I am a man in my mid 50's and found this site by accident. First, women worry too much over their breast size and shape. Ladies out there, breasts are beautiful and don't be too hard on yourselves. You do not know what men worry about, but I think you know. Take care of your body and let the worries go. I know there is a match as in man and woman for everyone. I hope this mail will help, thank GOD for woman's breasts, the world is a better place. Jerry........


Breast size is not an issue with me. I prefer small to no breasts on a woman. It is her personality that is the important thing.

jeremy


YOUR WEBSITE WAS VERY HELPFUL TO ME. I THOUGHT MY BOOBS WERE NOT NORMAL BUT NOW I CAN FEEL BETTER ABOUT MYSELF. THANK YOU VERY MUCH AND GOD BLESS. johanna


A woman who is ashamed of her breasts should not be. They are hers and nobody can say that they are the wrong size. Spend time in Spain, and you will see.

jermey


Wow, upon reading this I am SO happy I live in Europe! Where it's fine to show naked human bodies on national television, also at daytime, because a body is just a body and not primarily a sexual object. If they're going to show a dressing room, you're going to be seeing breasts, buttcracks and the occasional glimpse of pubic hair. It shocks nobody and therefore I think makes people a lot less self-conscious about their bodies and sex.
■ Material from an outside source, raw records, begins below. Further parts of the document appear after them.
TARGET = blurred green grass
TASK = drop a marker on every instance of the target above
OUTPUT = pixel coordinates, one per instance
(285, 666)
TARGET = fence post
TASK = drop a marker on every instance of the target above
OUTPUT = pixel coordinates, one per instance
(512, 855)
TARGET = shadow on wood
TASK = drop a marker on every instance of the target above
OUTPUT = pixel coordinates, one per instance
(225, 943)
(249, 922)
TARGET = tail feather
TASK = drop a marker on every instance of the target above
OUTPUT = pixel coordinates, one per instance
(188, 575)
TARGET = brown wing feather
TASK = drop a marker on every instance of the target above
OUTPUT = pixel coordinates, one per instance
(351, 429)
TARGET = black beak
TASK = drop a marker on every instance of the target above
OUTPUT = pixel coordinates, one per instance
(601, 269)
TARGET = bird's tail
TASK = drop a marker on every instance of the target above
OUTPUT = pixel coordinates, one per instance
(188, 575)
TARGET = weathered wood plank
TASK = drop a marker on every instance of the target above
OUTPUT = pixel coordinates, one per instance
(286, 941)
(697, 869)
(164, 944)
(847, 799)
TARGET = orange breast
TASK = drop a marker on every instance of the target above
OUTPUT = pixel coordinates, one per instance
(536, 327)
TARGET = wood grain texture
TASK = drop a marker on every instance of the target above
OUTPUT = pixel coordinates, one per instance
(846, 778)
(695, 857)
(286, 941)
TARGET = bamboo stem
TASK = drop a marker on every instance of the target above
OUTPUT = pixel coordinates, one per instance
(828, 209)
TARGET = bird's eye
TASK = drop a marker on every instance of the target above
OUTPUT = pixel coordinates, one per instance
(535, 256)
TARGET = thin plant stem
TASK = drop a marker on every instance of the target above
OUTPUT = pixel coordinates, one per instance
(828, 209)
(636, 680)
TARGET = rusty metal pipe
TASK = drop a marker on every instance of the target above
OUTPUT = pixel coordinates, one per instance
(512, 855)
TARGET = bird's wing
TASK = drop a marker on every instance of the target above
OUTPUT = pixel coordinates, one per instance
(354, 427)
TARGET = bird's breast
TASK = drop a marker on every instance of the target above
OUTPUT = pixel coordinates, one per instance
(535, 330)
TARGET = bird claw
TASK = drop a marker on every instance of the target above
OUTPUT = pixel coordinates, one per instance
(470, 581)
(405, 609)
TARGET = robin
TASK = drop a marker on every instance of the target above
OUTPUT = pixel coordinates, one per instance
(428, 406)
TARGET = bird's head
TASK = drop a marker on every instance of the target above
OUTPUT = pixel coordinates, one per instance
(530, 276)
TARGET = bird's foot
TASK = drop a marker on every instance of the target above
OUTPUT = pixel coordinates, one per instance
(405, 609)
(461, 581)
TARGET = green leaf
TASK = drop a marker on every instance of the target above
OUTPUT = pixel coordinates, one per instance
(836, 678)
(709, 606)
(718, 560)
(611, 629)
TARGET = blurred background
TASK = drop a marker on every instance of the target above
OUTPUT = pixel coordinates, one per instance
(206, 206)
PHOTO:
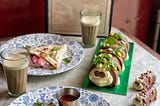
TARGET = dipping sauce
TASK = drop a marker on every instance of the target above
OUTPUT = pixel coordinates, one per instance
(67, 98)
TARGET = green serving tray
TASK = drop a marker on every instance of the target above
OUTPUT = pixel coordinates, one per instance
(124, 76)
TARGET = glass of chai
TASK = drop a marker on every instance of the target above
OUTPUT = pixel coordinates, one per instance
(90, 22)
(15, 63)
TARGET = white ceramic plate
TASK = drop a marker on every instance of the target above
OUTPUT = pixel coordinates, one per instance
(75, 52)
(47, 95)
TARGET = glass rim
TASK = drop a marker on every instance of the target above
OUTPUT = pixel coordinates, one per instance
(19, 48)
(89, 9)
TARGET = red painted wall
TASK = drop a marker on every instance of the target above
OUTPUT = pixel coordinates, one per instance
(19, 17)
(137, 17)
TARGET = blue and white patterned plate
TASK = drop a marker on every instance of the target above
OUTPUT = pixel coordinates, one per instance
(47, 95)
(75, 52)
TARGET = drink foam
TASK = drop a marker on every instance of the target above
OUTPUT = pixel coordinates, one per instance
(90, 20)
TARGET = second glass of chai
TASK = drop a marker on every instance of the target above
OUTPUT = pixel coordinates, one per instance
(15, 63)
(90, 22)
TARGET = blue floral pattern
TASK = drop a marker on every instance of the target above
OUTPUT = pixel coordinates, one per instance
(75, 50)
(47, 95)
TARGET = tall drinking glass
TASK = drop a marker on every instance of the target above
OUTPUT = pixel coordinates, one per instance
(15, 63)
(90, 22)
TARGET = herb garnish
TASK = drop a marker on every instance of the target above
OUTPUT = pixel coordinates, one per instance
(118, 51)
(117, 36)
(109, 41)
(105, 60)
(66, 60)
(27, 47)
(55, 49)
(50, 55)
(38, 104)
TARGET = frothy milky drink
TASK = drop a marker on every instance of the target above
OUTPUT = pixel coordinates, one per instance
(90, 27)
(90, 21)
(15, 68)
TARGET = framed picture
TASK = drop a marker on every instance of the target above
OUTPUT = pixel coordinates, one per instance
(64, 15)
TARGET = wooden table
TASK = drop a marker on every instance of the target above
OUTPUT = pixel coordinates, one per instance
(143, 59)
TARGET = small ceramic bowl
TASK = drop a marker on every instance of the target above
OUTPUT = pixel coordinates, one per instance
(68, 96)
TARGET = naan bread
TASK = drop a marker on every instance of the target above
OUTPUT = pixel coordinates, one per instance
(53, 54)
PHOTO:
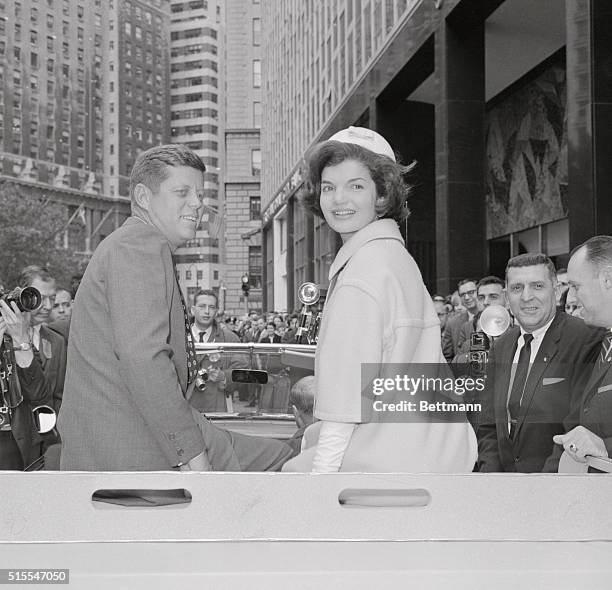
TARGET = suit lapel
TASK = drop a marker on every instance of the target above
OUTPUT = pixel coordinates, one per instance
(596, 376)
(548, 349)
(503, 381)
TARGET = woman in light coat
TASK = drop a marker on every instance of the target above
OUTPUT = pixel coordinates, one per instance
(378, 314)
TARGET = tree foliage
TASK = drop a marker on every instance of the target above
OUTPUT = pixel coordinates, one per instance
(32, 232)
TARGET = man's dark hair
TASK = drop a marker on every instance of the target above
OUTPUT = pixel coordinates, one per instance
(530, 259)
(206, 292)
(490, 280)
(464, 281)
(151, 167)
(30, 273)
(598, 251)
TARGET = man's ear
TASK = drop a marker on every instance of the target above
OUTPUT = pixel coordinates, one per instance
(142, 196)
(605, 278)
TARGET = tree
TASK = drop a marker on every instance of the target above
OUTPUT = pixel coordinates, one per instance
(32, 232)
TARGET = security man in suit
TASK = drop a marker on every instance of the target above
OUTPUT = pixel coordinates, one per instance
(589, 275)
(534, 372)
(206, 328)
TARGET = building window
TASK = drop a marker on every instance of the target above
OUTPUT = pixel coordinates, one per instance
(254, 208)
(256, 73)
(256, 31)
(255, 266)
(256, 162)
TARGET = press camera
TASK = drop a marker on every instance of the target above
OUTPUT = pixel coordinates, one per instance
(312, 297)
(493, 322)
(27, 298)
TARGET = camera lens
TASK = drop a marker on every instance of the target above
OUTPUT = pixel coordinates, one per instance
(30, 299)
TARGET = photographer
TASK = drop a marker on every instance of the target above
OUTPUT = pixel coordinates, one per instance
(21, 385)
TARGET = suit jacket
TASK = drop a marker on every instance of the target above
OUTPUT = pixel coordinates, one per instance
(124, 404)
(52, 355)
(593, 409)
(30, 383)
(212, 399)
(450, 335)
(555, 381)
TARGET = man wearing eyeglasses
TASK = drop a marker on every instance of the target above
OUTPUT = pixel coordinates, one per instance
(48, 346)
(452, 331)
(441, 309)
(206, 328)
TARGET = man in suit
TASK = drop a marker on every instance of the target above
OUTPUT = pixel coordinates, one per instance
(452, 330)
(589, 275)
(206, 328)
(490, 291)
(131, 357)
(534, 371)
(22, 387)
(48, 345)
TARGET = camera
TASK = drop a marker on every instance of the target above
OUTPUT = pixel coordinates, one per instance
(27, 299)
(201, 379)
(312, 297)
(5, 418)
(479, 354)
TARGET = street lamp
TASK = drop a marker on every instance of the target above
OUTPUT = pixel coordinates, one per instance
(245, 292)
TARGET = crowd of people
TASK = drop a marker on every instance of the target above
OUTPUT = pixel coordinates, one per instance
(117, 362)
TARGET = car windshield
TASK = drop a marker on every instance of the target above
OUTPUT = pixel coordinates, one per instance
(242, 380)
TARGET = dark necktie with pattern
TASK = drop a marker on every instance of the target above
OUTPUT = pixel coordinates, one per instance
(605, 353)
(192, 362)
(520, 378)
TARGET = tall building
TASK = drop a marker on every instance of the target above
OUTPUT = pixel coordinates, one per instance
(501, 103)
(197, 118)
(83, 89)
(135, 82)
(243, 156)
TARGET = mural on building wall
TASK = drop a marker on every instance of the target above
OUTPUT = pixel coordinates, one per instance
(526, 150)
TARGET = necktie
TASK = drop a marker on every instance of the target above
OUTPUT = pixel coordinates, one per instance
(518, 385)
(189, 347)
(605, 354)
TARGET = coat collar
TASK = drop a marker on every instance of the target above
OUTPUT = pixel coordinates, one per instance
(377, 230)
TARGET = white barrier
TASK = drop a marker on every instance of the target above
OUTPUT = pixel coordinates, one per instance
(292, 531)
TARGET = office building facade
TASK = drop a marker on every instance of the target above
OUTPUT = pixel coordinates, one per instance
(83, 90)
(197, 115)
(502, 104)
(242, 233)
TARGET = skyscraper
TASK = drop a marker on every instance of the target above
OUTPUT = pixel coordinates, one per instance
(243, 155)
(197, 116)
(83, 90)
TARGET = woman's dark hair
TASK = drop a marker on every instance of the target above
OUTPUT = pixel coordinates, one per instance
(386, 174)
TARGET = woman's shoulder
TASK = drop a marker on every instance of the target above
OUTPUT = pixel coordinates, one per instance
(379, 258)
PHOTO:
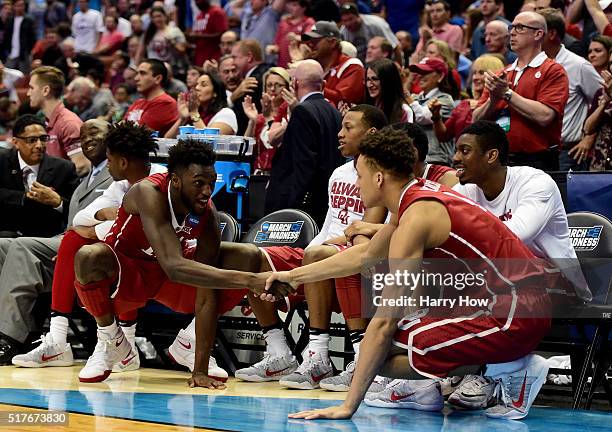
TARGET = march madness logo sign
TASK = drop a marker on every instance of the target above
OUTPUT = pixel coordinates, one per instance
(279, 232)
(585, 238)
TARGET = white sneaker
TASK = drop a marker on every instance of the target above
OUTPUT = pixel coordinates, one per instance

However, about breast shape and size there of course still is a lot of insecurity. Even if breastfeeding in public is normal and butts on television are okay, we would all still prefer looking like the young perky actresses in those movies over the baggy breasts we have. Well, I do anyway.
So thank you for this website! It helps a lot of people.

Lara


I'm starting to feel ashamed about how I've begun to view breasts since, probably since the very beginning of my adolescence. I'm 18 right now and though I do know that the main purpose of breasts is for nursing, I'm still stuck with the conception that breasts are also a sexual object, something erotic. I'm beginning to wonder why breasts have to be surrounded in taboo, and why does the media have to make them out to be a sexual object? Honestly I'm a little irritated now.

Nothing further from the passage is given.